This morning, I’m bringing you a guest post from Lance Godard, of The Godard Group, who is sharing some excellent tips on how to use content to create and deliver value for readers. Have you been wondering how you bridge that gap between good writing, and great writing that catches the attention of potential clients, referral sources and influencers, and shows you to be a thought leader? Lance has the answers. For over 30 years, Lance has worked with lawyers and law firms to help them craft their messages, so if you’re looking for someone to help you with your content, look no further than The Godard Group.
Blog posts, presentations, podcasts, and more: today there are more ways than ever for lawyers to market themselves and their firms. Whatever the method, though, it’s critical to remember that the most effective marketing is that which creates and delivers value to your clients and potential clients.
That doesn’t mean, of course, that other types of marketing – directories, sustained advertising, charity sponsorships, and the like – are never worthwhile. But it does mean that you cannot rely on promotional marketing alone to articulate your firm’s brand.
Instead, you need content, in all its formats, content that informs and educates your readers, content that confirms your ability to solve the very problems your targets are facing.

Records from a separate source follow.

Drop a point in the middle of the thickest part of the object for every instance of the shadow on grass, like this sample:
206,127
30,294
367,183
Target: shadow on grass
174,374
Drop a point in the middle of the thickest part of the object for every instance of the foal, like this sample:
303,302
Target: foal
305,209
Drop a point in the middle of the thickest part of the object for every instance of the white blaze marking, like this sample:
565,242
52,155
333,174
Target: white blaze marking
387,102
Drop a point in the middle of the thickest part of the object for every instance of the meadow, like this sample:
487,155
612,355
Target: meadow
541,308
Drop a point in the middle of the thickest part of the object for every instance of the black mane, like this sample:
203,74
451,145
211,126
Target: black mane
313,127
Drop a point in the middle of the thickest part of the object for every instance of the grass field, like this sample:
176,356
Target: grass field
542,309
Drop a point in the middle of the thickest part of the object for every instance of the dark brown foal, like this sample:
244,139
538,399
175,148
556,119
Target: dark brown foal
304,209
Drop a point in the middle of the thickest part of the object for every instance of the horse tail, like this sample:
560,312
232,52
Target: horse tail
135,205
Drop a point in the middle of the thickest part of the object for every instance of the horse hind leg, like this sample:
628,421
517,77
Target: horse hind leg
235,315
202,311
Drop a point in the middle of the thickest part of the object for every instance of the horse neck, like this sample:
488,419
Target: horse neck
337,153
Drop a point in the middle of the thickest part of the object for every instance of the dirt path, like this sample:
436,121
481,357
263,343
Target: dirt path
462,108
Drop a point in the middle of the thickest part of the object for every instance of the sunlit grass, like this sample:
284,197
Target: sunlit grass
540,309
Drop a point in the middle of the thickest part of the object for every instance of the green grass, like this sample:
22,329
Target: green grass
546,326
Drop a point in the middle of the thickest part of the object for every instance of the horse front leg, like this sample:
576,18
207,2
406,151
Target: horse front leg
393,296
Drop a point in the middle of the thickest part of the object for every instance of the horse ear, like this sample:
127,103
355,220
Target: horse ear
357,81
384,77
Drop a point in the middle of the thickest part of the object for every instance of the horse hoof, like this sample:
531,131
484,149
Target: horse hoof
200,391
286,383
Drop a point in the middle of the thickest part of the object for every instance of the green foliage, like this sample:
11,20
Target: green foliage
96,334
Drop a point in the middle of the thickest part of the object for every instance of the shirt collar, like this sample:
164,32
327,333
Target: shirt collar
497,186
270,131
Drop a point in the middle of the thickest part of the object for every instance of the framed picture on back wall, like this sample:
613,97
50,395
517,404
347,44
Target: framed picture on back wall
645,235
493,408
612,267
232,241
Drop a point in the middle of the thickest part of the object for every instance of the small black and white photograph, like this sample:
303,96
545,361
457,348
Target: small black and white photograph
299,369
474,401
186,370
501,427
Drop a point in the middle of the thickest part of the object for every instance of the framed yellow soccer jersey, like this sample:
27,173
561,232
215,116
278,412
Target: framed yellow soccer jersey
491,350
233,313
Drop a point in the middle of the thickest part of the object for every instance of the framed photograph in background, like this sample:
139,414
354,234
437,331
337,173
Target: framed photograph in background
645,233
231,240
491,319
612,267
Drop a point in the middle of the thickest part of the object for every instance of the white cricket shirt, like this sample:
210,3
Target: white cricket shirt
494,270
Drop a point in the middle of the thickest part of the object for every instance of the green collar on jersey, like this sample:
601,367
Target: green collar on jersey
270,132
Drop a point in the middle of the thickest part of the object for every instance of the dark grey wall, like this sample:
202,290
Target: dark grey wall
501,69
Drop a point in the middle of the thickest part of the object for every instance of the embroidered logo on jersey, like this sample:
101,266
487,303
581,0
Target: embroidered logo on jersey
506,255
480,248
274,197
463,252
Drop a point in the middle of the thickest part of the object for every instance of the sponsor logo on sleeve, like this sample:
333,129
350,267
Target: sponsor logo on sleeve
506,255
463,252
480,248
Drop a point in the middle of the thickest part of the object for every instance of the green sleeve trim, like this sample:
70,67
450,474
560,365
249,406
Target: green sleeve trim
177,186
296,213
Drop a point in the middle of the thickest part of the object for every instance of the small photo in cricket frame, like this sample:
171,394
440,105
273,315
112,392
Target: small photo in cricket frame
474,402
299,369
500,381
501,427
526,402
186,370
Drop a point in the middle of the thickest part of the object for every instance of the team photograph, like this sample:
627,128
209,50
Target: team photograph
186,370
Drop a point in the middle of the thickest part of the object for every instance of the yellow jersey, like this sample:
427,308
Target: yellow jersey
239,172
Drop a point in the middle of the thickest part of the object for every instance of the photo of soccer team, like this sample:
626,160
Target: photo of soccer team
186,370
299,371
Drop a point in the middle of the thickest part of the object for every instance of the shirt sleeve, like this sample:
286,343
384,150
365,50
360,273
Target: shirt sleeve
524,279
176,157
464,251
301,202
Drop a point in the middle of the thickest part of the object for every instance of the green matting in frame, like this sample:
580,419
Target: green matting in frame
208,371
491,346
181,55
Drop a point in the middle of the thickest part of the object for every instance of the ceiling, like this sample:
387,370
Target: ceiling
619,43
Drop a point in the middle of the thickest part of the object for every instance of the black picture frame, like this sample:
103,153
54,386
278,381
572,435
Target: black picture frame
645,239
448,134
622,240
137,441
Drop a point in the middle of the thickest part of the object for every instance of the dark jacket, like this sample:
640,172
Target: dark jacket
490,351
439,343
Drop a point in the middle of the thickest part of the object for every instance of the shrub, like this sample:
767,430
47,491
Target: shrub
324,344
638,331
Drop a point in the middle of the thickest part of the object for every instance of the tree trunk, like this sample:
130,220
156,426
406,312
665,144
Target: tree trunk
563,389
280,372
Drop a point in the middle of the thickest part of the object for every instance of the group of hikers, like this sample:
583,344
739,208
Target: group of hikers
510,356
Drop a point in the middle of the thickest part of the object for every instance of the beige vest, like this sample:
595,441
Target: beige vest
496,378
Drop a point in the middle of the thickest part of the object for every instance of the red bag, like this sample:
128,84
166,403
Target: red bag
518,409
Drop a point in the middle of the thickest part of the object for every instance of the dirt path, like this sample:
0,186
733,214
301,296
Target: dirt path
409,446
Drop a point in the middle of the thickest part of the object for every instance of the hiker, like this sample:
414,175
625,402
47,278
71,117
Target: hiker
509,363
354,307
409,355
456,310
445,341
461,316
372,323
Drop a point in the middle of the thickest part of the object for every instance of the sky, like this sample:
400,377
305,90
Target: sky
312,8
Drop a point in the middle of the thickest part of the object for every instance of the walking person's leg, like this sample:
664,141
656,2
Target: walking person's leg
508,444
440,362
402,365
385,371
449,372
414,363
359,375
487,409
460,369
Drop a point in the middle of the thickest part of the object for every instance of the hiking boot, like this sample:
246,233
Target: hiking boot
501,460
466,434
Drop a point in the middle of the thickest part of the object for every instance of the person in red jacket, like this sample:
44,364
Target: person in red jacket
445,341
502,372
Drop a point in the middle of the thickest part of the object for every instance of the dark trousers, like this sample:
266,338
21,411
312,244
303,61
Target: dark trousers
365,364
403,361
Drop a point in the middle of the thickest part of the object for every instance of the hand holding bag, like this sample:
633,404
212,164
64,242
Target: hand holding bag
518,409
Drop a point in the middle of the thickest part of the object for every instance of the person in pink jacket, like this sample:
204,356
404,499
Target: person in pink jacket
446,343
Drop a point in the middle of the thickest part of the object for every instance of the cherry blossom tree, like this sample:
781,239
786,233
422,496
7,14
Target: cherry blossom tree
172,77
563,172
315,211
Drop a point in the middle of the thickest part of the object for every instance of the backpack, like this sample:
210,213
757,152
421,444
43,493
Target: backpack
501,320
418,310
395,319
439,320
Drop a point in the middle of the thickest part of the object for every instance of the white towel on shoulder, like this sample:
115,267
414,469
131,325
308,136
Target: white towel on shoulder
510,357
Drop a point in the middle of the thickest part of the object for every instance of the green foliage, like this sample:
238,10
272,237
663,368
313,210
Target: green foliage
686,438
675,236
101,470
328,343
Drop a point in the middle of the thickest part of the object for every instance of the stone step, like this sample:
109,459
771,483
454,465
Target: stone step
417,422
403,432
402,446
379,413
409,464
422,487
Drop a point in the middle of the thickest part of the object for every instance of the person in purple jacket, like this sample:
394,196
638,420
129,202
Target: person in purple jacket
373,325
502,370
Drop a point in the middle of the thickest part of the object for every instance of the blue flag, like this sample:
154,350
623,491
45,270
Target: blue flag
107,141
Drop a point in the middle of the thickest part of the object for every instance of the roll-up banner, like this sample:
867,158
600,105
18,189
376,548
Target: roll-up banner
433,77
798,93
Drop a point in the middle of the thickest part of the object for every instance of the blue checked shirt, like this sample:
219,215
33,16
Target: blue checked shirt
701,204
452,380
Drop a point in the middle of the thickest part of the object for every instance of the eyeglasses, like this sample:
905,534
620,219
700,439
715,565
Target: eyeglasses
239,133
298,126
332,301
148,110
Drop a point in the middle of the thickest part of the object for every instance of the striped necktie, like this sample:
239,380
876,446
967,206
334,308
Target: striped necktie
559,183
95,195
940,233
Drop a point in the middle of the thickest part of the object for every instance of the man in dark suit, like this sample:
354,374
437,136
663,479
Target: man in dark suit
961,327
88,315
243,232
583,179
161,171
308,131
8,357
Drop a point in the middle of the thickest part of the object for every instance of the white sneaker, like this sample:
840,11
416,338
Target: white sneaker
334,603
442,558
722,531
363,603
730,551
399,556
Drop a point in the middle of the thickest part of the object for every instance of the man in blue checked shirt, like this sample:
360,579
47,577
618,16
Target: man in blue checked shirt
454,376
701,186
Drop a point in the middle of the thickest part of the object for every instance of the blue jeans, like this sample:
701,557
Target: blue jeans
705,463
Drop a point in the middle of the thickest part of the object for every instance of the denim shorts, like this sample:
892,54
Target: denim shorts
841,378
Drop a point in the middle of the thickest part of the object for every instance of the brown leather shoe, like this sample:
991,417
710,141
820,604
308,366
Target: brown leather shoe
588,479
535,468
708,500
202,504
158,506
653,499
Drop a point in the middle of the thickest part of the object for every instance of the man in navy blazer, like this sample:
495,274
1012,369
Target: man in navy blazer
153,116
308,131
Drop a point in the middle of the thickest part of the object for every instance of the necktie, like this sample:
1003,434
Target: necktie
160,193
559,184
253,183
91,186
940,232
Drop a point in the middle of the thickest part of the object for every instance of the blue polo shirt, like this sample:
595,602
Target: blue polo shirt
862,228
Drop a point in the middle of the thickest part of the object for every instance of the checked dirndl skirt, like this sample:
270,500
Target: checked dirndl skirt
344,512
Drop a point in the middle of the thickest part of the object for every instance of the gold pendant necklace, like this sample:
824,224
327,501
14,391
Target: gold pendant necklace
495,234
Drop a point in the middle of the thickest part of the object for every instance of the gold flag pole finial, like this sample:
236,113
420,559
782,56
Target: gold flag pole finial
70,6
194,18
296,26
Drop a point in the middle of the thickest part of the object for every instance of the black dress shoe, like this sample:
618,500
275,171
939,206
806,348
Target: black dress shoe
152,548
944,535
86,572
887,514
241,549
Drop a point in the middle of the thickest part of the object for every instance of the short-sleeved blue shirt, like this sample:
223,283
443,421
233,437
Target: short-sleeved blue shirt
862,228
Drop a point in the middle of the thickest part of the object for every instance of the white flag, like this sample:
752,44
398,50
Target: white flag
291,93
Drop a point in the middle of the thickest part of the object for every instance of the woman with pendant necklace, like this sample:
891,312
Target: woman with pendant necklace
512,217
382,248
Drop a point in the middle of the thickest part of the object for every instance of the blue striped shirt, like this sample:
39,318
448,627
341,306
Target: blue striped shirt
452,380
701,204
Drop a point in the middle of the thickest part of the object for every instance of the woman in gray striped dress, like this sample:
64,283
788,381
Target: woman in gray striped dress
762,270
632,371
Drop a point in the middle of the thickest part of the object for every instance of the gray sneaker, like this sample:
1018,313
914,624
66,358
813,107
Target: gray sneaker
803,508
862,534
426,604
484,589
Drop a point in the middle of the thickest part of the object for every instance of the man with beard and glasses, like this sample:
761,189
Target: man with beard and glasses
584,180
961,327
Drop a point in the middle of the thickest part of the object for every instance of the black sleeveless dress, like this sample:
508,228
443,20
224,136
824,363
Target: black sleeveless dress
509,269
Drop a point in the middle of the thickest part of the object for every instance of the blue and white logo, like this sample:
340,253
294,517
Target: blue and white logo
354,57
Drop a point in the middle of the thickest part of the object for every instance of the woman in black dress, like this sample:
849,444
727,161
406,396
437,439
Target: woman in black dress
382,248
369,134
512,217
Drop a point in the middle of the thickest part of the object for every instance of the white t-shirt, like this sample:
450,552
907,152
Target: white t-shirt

For example: do your articles discuss the dangers of non-compliance with the U.K. Bribery Act or do they propose ways to develop anti-corruption strategies without disrupting business operations around the globe? Do your presentations focus on the cost of counterfeiting and other IP theft around the world, or instead provide concrete examples of successful countermeasures and lessons learned? More to the point, do you talk about the problems clients already know they face, or do you identify specific ways to overcome those obstacles?
Your targets want more than a lawyer who understands the issues: they want one who proposes actionable solutions to the challenges they’re facing. Here are three ways to make sure your content does just that:
Write about issues that matter to readers
Like most lawyers, you probably have already identified a list of topics you could write about. The work you do every day – filing patents in the United States, preparing for a government investigation in China, terminating employees in France, and more – is good fodder for articles and blog posts, and of broad general interest to your audience.
But generic content about generic issues isn’t going to capture the attention of readers. More importantly, it’s not going to show them that you understand their challenges, that you know their industry, that you have actionable solutions.
For that, you need to identify and propose solutions around the issues that matter to your audience, that address the things that keep them up at night. Talk to your clients and prospects to enhance your understanding of their urgencies and the specific challenges they have today. Review the business and legal press to ensure you’re up to speed on economic trends and legislative developments. Identify one or two hot topics that seem to be top of mind for your audience, then look at how others are framing those issues and solutions.
In short: do your homework to ensure that you write about the issues that truly matter to readers, not about what you hope they care about or what you think they should care about.
Measure your results
If you’re producing content on a regular basis and pushing it out to your audience via email, social media, LinkedIn, and other free and paid channels, you’re generating data that can help you produce better content, content that is more relevant to your readers, content that helps you reach your goal.
Start measuring it. Start tracking how many people open your blog posts, how long they stay on the site, where they’re coming from, what terms they search for when they’ve finished reading the first article and what to know more. Start analyzing the data to see what’s resonating with readers, what’s leaving them indifferent, what’s prompting them to seek out more.
Patterns will form: topics that people avoid and ones they can’t seem to read enough about, days of the week when your audience doesn’t go online, keywords that catch their attention more than others, titles and distribution channels that work best. Let those patterns guide your future content.
Find the right formula
When you’re building a marketing and branding initiative around content, readers can seem pretty fickle. They’ll love one blog post on U.S. tax law while completely ignoring another. They’ll actively share an article on the pitfalls of short-term financing without reading the follow-up. That it might be because you haven’t yet hit on the right formula: the topics they’re most worried about, or the titles that catch their eye, the best times and places to share it online.
That’s why you need to track data, to see when your audience is reading your work, to find out where they are going to get it, to understand what interests them the most. And that’s also why you need to experiment, to shake things up, to see how changes you can control – where you publish your work and when you share it, for example – influence readership. So that you can do more of the things that work, and less of those that don’t.
Does featuring an article on your firm’s home page lead to more page views? How many more readers do you get when you double or triple the number of times you share it on Twitter? What’s the effect of adding your email address in the text? How about using an alternate title when sharing a piece on LinkedIn or on Facebook?
The bottom line? Content marketing success depends on how well you understand what’s keeping your clients and potential clients up at night and on your ability to articulate practical solutions to those problems. But whether or not content marketing works for you also depends on your ability to get people to read your written work. That’s why you need to experiment until you find a formula that works, and then experiment so more to see if you can’t make it better.